Which Seeds Will Grow?: Poems
Which Seeds Will Grow?: Poems
A new collection of poems by Palestinian-American Catholic poet Andrew Calis, Which Seeds Will Grow? finds hope in the Holy Land.
Grappling with his identity as a Christian Palestinian American, Andrew Calis recalls his father who saw Israeli jets swoop over his house in Jerusalem and a military helicopter fire bullets into his front yard. The same father who wouldn’t teach his children Arabic, for fear that they would have accented English, who kept his past close to his chest—unknown to his son. He recounts the death of his grandfather, a grandfather who would beat his father, and for whom he could not fully mourn because Arab men don’t cry.
Andrew Calis digs through the pain of his family and of his homeland to find the fragile seed of contained life and delicate hope for the Holy Land—and reflects on how tenderly that seed must be nurtured.
Steeped in wonder, Which Seeds Will Grow? explores the past and the present, from ancient Jerusalem to Baltimore’s gardens and alleys through the lens of a Palestinian American.

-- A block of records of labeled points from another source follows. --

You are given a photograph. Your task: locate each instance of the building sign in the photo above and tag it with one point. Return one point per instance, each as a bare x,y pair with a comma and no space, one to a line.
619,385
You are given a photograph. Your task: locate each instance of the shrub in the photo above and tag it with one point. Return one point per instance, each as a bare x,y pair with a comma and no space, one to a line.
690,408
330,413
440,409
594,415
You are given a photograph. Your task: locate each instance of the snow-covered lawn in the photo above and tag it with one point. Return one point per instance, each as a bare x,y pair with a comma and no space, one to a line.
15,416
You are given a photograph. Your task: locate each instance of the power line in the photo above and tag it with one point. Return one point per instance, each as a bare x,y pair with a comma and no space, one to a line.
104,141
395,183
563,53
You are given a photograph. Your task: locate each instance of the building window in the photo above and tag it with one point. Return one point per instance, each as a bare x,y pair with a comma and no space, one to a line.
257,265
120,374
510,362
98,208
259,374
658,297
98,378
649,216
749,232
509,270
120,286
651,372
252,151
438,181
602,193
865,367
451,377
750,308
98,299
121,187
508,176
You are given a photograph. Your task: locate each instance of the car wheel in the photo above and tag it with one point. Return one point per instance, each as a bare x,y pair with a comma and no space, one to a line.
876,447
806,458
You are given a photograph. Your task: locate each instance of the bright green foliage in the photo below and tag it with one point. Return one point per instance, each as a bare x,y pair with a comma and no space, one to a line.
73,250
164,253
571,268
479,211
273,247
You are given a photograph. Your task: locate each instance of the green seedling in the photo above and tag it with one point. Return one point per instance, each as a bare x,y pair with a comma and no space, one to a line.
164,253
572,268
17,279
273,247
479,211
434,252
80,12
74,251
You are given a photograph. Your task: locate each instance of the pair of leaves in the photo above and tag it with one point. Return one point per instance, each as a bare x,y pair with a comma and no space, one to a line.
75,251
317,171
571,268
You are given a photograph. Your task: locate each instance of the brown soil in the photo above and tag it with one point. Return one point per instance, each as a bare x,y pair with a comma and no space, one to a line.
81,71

The poems are patient, waiting for seasons to end, waiting for space to expand outward, and waiting for light to touch the earth. Despite the difficulty of waiting, readers will find hope in hopelessness and comfort in the contemplation of the world and its sacred mysteries.

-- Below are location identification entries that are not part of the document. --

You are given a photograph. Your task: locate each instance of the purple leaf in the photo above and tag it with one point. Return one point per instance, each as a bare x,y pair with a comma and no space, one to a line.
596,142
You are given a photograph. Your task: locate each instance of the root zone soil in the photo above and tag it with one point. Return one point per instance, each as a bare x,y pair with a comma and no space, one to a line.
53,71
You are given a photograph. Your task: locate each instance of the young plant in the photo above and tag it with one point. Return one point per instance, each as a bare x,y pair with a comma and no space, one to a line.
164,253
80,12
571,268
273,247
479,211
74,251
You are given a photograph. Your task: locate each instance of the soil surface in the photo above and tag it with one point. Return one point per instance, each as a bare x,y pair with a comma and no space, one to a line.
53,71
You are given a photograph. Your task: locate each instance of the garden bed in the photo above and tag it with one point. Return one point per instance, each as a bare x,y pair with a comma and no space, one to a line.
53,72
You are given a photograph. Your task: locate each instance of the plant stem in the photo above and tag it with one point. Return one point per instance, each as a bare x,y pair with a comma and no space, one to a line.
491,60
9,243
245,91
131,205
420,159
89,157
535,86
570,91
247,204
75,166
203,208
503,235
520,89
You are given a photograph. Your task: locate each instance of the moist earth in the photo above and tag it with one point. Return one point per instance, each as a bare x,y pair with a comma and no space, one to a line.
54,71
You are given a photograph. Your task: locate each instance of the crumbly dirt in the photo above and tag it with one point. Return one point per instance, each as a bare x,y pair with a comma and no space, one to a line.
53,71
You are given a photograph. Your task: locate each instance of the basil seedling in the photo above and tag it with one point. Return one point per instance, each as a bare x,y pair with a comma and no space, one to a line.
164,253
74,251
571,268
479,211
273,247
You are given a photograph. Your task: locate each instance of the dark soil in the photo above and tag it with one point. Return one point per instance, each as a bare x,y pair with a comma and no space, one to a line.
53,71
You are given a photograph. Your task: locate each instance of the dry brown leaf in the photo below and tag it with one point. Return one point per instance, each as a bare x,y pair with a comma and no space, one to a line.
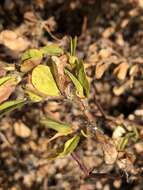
100,69
21,130
134,69
118,90
109,148
105,53
121,71
13,41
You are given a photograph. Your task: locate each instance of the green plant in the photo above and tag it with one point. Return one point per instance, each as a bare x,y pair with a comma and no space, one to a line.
61,77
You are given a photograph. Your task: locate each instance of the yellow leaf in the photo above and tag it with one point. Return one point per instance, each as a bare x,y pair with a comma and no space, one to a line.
43,81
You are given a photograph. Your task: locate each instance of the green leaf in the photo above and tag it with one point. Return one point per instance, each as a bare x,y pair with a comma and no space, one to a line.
11,105
81,75
76,83
61,128
70,145
51,50
31,54
43,81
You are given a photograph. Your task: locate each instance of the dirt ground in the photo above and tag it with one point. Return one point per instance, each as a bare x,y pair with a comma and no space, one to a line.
110,40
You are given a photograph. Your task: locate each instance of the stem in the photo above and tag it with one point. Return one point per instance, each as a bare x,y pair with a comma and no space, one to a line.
80,163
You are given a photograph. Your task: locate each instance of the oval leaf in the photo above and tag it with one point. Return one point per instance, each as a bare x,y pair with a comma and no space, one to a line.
43,81
76,83
70,145
31,54
11,105
51,49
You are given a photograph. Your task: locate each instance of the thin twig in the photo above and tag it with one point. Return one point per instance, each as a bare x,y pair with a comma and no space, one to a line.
80,163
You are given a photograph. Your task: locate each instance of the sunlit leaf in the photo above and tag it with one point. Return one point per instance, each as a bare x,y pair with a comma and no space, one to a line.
7,88
76,83
51,49
31,54
10,105
81,75
28,65
57,68
70,145
43,81
33,96
61,128
4,79
72,56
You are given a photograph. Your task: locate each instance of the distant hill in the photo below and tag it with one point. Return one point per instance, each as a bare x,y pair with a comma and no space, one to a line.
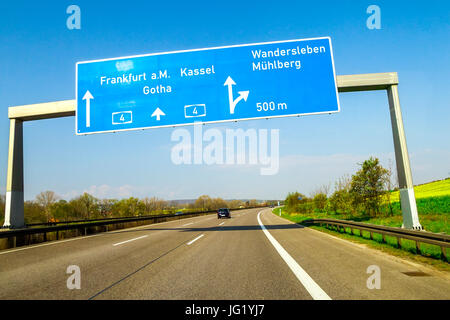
189,201
431,189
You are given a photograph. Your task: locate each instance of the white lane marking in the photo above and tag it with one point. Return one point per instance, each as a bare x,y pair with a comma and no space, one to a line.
310,285
119,243
192,241
94,235
187,224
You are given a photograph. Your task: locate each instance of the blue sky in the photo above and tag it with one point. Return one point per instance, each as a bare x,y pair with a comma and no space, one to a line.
37,62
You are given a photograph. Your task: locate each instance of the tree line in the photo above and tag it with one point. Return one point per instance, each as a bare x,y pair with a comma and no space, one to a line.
49,207
367,192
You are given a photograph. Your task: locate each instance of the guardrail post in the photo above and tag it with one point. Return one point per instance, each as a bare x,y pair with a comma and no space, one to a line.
407,198
14,216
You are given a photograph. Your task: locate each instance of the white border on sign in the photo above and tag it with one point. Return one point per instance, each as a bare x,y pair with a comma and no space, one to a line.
204,49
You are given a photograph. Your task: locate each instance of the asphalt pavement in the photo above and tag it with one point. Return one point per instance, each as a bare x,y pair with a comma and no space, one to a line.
253,255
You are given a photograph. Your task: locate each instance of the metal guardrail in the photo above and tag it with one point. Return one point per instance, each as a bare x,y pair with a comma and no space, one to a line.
84,225
124,218
437,239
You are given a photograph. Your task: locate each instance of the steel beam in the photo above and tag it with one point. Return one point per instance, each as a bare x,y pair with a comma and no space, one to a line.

From Which Seeds Will Grow?
Planting a Garden
Stealing clippings from neighbors’ yards
And smiling as they grew their own blooms
In the safe and hidden rooms where we
Keep watch on them like they are our children.
***
Nothing grew. We knew this was
A possibility, had read
It sometimes takes two years,
And we hoped in spite of only dirt
For the green that could be anything.
Perhaps we dug too shallow or too close
To the shade, or stepped where we had already planted,
Either crushing roots or breaking their curled
First shoots before they broke the surface.
***
So when one survived, wove a green line
Of its own, thinly sprouting something unknowable, I ran
Inside and for a moment felt
What John must have felt
Leaving Peter, old and unsteadily running,
And running breathlessly
To tell everyone —
Everyone
What had happened
And how you wouldn’t believe your eyes.